In 2018, Boisvert was appointed as director-general of the Ministry of Economy and Finance. On 5 March 2020, he joined the cabinet of Prime Minister Joseph Jouthe as Minister of Economy and Finance and continued in this office under Jouthe's successor Claude Joseph. Boisvert has retained his position in the interim government formed under acting Prime Minister Ariel Henry following the assassination of President Jovenel Moïse in 2021.

On 25 February 2024, Boisvert assumed interim leadership of Henry's government while the prime minister traveled to Kenya to negotiate the deployment of Kenyan police forces to Haiti amid the domestic crisis exacerbated by escalating gang violence.

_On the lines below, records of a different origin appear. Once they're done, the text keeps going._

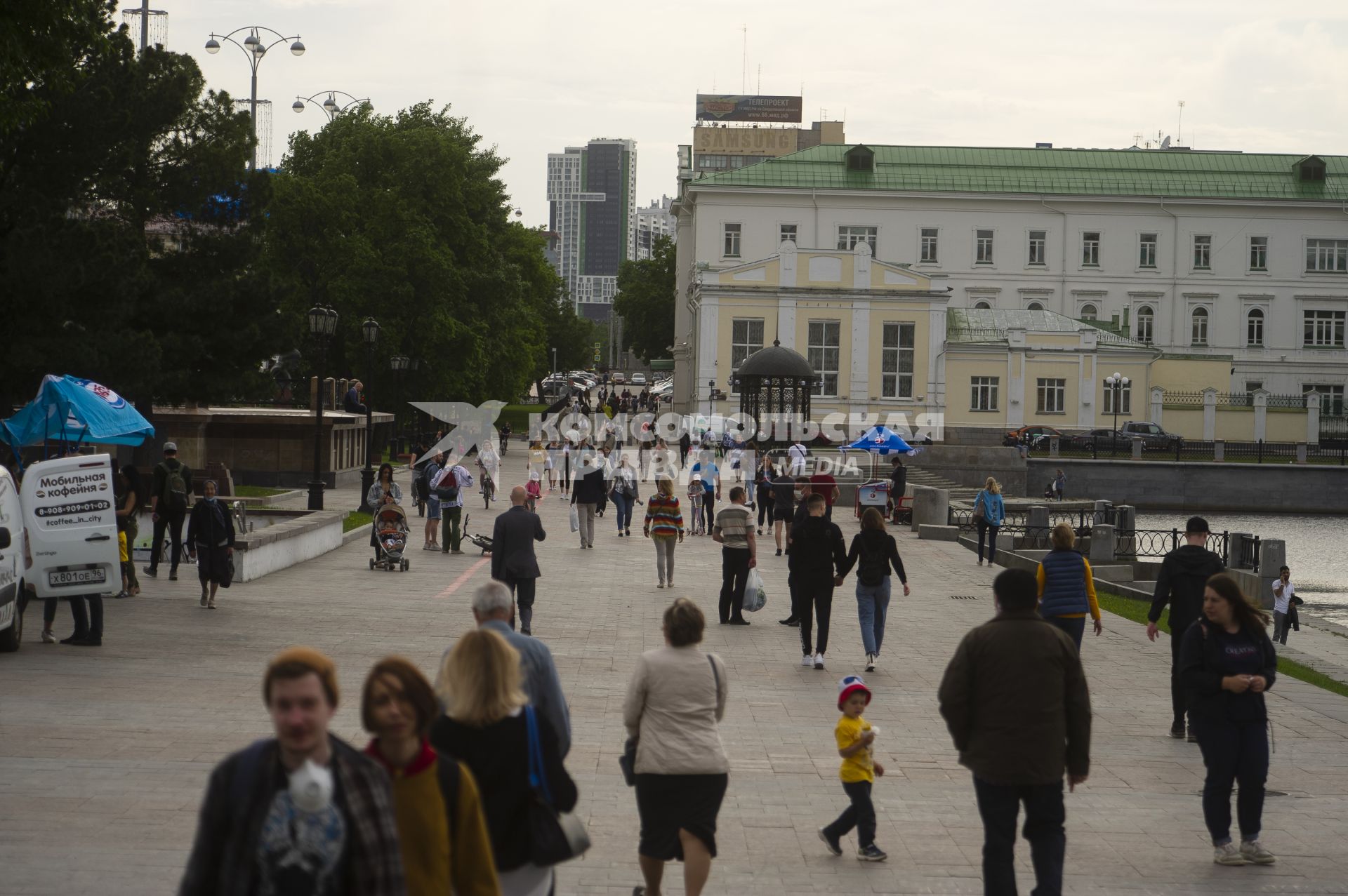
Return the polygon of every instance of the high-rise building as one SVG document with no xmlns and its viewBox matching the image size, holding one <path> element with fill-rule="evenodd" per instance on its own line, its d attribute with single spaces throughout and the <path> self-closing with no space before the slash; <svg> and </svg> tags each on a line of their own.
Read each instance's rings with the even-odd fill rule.
<svg viewBox="0 0 1348 896">
<path fill-rule="evenodd" d="M 655 248 L 655 240 L 667 236 L 675 237 L 677 224 L 670 213 L 674 199 L 662 195 L 644 209 L 636 210 L 636 259 L 648 259 Z"/>
<path fill-rule="evenodd" d="M 576 313 L 607 321 L 617 268 L 636 251 L 636 141 L 590 140 L 547 155 L 549 230 Z"/>
</svg>

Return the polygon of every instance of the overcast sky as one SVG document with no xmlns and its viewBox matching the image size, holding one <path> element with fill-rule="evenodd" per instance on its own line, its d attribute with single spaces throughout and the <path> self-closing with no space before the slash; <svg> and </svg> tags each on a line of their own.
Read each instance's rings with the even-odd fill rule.
<svg viewBox="0 0 1348 896">
<path fill-rule="evenodd" d="M 137 5 L 123 0 L 125 7 Z M 168 47 L 210 88 L 248 97 L 248 63 L 209 32 L 299 34 L 259 69 L 272 162 L 325 116 L 297 94 L 345 90 L 392 113 L 450 104 L 508 159 L 523 221 L 546 224 L 549 152 L 638 141 L 638 203 L 675 190 L 698 92 L 802 94 L 849 141 L 1348 154 L 1348 4 L 1289 0 L 152 0 Z M 747 32 L 747 85 L 741 71 Z M 237 35 L 243 39 L 244 34 Z M 762 74 L 760 73 L 762 69 Z M 803 93 L 802 93 L 803 92 Z"/>
</svg>

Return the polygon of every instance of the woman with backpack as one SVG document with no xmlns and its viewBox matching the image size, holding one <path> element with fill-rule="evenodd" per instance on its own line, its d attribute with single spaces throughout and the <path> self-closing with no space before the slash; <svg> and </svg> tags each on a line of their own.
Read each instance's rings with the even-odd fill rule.
<svg viewBox="0 0 1348 896">
<path fill-rule="evenodd" d="M 1096 636 L 1104 631 L 1091 562 L 1080 551 L 1073 550 L 1077 534 L 1072 531 L 1072 524 L 1054 525 L 1049 540 L 1053 550 L 1039 561 L 1039 570 L 1035 574 L 1039 579 L 1039 616 L 1066 632 L 1080 651 L 1088 612 L 1095 620 Z"/>
<path fill-rule="evenodd" d="M 1007 519 L 1006 505 L 1002 503 L 1002 484 L 991 476 L 973 499 L 973 524 L 979 530 L 979 566 L 983 566 L 983 536 L 991 530 L 988 539 L 988 566 L 998 559 L 998 530 Z"/>
<path fill-rule="evenodd" d="M 426 676 L 402 656 L 369 670 L 360 721 L 375 737 L 365 755 L 392 780 L 407 896 L 499 896 L 496 865 L 477 781 L 468 767 L 431 748 L 426 733 L 439 702 Z"/>
<path fill-rule="evenodd" d="M 464 763 L 481 788 L 496 874 L 504 896 L 555 888 L 553 866 L 534 861 L 530 818 L 546 792 L 551 808 L 576 808 L 576 781 L 566 773 L 557 732 L 522 690 L 519 652 L 485 628 L 462 635 L 435 678 L 445 714 L 430 729 L 435 749 Z M 538 756 L 539 786 L 530 786 Z"/>
<path fill-rule="evenodd" d="M 1225 573 L 1208 579 L 1202 616 L 1173 632 L 1180 644 L 1180 676 L 1189 698 L 1189 730 L 1198 737 L 1208 777 L 1202 819 L 1219 865 L 1271 865 L 1259 842 L 1264 781 L 1268 779 L 1268 710 L 1264 691 L 1278 678 L 1278 655 L 1268 639 L 1268 613 L 1252 604 Z M 1236 796 L 1240 846 L 1231 842 L 1231 791 Z"/>
<path fill-rule="evenodd" d="M 884 531 L 884 515 L 868 507 L 861 515 L 861 531 L 852 538 L 842 571 L 836 585 L 842 585 L 856 566 L 856 617 L 861 622 L 861 645 L 865 648 L 865 671 L 874 672 L 884 644 L 884 618 L 890 610 L 890 570 L 903 583 L 903 597 L 911 594 L 909 575 L 894 536 Z"/>
<path fill-rule="evenodd" d="M 191 508 L 187 520 L 187 551 L 197 562 L 197 578 L 201 579 L 201 605 L 216 609 L 216 589 L 229 587 L 233 579 L 231 558 L 235 554 L 235 521 L 229 511 L 216 497 L 216 481 L 206 480 L 202 485 L 204 500 Z"/>
</svg>

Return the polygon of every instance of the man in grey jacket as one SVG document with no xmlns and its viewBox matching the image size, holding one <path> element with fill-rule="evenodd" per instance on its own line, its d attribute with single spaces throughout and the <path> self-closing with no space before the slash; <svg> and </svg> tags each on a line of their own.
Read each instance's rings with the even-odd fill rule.
<svg viewBox="0 0 1348 896">
<path fill-rule="evenodd" d="M 527 513 L 528 511 L 526 511 Z M 538 714 L 546 718 L 557 732 L 557 746 L 566 759 L 572 749 L 572 714 L 562 695 L 562 679 L 557 675 L 553 652 L 537 637 L 520 635 L 511 628 L 515 602 L 510 589 L 501 582 L 488 582 L 473 594 L 473 618 L 479 628 L 487 628 L 519 651 L 519 668 L 523 674 L 524 695 Z M 448 653 L 449 651 L 446 651 Z"/>
</svg>

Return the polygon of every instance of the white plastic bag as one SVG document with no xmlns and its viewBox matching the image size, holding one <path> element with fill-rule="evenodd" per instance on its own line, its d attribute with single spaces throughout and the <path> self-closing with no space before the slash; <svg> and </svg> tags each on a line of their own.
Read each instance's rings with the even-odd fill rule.
<svg viewBox="0 0 1348 896">
<path fill-rule="evenodd" d="M 744 609 L 756 613 L 766 605 L 767 590 L 763 587 L 763 577 L 758 574 L 758 569 L 752 569 L 744 583 Z"/>
</svg>

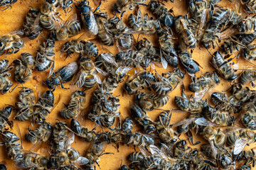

During Henry's absence, a major gang offensive targeted his government, prompting Boisvert to declare a state of emergency on 3 March. On 7 March, with the crisis ongoing and Henry unable to reenter Haiti, Boisvert extended the state of emergency for one month. Henry resigned to make way for the Transitional Presidential Council which was sworn-in on 25 April 2024, with his outgoing cabinet naming Boisvert as the interim Prime Minister. In late-May 2024, because Fritz Bélizaire who was supposed to succeed but withdrawn his nomination, the council extended Boisvert's tenure for a month and chose Garry Conille as his replacement. Conille was sworn in on 3 June 2024.